In a recent Private Letter Ruling 202019017, the IRS granted narrow relief to a taxpayer who missed the deadline for filing a Form 8996, pursuant to which a taxpayer elects to treat an otherwise eligible entity as a “Qualified Opportunity Fund.” or “QOF.” As is usual with a PLR, the relief was narrow, fact-dependent and “may not be used or cited as precedent.” This PLR usefully reminds everyone about the importance of deadlines in the Opportunity Zone world.
In the PLR, the taxpayer retained an “advisor” to assist in preparing federal tax returns for the first year of operations of a limited liability company that the taxpayer had formed to be a QOF prior to retaining the advisor.
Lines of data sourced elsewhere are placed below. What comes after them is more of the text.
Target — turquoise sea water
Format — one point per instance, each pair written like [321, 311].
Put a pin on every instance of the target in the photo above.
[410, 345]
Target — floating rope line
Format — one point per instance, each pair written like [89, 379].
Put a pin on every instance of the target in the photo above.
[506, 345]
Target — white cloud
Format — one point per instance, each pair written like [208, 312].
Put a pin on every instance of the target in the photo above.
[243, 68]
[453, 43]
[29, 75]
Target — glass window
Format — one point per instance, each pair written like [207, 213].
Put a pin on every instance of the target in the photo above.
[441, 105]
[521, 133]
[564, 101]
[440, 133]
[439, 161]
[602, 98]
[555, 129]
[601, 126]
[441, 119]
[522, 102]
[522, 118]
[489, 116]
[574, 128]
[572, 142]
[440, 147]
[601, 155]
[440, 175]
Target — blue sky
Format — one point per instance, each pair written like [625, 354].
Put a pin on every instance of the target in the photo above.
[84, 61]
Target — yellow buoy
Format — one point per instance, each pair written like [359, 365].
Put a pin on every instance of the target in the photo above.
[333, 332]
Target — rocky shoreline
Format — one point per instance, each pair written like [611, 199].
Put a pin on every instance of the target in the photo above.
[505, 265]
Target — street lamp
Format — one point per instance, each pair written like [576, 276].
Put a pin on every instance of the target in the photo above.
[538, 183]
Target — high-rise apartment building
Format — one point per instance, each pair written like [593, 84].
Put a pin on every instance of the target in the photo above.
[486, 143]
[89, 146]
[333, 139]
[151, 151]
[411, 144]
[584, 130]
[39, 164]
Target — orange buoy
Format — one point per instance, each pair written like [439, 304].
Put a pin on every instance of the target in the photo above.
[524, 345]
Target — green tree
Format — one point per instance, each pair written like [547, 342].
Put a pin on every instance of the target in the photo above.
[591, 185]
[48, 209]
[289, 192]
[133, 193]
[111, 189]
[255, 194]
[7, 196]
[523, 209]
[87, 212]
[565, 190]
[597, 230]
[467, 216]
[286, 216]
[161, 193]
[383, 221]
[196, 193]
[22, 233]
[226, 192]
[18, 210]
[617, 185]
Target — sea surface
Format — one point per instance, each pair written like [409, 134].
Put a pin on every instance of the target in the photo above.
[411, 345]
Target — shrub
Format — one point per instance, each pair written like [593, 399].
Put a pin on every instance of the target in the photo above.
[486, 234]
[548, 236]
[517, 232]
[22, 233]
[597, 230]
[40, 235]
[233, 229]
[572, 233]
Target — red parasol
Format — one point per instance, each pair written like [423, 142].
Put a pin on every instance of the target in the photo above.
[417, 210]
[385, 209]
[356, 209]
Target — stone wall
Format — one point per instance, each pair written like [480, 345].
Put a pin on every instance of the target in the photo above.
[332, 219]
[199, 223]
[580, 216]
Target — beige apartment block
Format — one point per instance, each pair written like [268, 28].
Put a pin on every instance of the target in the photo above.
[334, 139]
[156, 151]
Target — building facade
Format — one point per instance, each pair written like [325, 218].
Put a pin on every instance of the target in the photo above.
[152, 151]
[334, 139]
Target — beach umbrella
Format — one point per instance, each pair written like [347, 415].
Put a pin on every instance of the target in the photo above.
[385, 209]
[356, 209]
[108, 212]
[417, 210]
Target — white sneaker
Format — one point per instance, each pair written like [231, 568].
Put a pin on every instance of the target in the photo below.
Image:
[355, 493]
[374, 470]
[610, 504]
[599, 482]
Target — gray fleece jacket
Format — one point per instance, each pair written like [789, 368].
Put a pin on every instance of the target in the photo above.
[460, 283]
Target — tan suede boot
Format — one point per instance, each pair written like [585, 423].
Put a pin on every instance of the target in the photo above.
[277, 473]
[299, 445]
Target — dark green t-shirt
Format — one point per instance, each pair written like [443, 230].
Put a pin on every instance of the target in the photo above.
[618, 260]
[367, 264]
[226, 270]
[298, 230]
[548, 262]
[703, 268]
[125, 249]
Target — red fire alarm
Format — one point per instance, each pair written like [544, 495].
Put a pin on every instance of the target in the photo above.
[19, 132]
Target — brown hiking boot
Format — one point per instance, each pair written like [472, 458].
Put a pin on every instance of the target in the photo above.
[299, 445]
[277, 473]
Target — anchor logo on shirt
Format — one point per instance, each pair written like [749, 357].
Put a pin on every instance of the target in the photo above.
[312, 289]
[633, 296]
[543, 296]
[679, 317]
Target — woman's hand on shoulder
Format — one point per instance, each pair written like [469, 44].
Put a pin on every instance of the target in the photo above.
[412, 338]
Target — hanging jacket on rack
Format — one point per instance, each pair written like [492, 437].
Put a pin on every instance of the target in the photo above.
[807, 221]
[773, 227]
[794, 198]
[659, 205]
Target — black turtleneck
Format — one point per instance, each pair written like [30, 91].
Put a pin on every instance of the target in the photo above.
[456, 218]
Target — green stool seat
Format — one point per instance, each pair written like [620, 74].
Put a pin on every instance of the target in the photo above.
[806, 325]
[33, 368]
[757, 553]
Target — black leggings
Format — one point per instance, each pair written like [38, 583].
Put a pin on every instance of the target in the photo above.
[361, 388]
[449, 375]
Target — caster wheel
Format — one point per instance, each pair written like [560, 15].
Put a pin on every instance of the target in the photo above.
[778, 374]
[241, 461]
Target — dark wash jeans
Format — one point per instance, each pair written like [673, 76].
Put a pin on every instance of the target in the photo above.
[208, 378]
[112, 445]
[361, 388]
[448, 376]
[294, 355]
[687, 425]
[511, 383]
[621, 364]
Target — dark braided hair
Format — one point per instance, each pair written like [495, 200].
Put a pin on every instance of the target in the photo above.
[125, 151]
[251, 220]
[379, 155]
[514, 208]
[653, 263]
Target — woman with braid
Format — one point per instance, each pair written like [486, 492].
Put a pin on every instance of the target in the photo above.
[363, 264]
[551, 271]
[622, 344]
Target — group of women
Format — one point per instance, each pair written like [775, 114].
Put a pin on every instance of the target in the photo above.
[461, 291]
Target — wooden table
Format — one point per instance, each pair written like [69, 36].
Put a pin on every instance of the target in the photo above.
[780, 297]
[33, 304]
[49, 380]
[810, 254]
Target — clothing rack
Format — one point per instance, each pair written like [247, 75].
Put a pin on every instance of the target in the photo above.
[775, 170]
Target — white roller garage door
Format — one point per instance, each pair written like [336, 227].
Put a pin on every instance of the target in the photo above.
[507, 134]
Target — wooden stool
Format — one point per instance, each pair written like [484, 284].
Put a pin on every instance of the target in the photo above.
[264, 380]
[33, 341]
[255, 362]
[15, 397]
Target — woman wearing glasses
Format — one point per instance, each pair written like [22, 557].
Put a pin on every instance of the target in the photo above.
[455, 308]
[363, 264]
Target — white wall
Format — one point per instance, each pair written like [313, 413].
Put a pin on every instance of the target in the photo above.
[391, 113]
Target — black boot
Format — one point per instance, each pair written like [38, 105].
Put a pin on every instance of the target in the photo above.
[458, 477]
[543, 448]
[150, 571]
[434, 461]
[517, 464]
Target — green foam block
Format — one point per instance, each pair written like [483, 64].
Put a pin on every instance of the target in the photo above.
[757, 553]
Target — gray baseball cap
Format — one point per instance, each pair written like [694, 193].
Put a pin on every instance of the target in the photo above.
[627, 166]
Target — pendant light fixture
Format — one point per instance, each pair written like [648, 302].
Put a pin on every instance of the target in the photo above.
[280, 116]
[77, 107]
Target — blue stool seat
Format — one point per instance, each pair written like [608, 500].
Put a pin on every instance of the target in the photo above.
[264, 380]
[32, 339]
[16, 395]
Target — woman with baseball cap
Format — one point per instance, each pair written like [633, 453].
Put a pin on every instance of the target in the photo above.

The ruling noted that the advisor was retained to, inter alia, prepare and file timely tax returns, related forms and elections, including Form 8996 whereby an entity self-certifies its proper organization as a QOF. Under the applicable regulations, that form, including the applicable certification, is due on the date the federal tax return is due (including extensions).
Owing to an “administrative error” at the advisor’s office, no federal tax returns or related forms (which would have included Form 8996) were filed on the applicable due date, nor was an extension request timely filed. Later, on what would have been the due date for the return had an automatic extension request been filed, the tax return and Form 8996 was filed.
Upon becoming aware of the mistake by the advisor, the taxpayer submitted a request for relief under Treasury Regulation § 301.9100-3 with respect to the QOF election. The relief was granted, based on two fact determinations – (a) the taxpayer acted “reasonably and in good faith” and (b) granting relief would not prejudice the interests of the government.
The relief granted effectively gave the taxpayer an extension of the time in which to make the QOF election but specifically did not address the tax treatment of taxpayer under any other Code section or regulation, including any compliance issue related to Opportunity Zone tax benefits. The PLR, as is typical, expressed no opinion concerning whether investments in the QOF qualified for relief under the Ozone Act or whether the QOF itself was an eligible QOF.
For the taxpayer involved in the PLR, the relief granted presumably satisfied it. For the rest of the Opportunity Zone taxpayers, our guidance is to pay attention to deadlines and be pro-active. If you are relying on others to file your returns, forms, elections and the like, be in touch with them well before the filing deadline.
The lesson learned is simple: it is much easier to file timely rather than to try and fix mistakes later.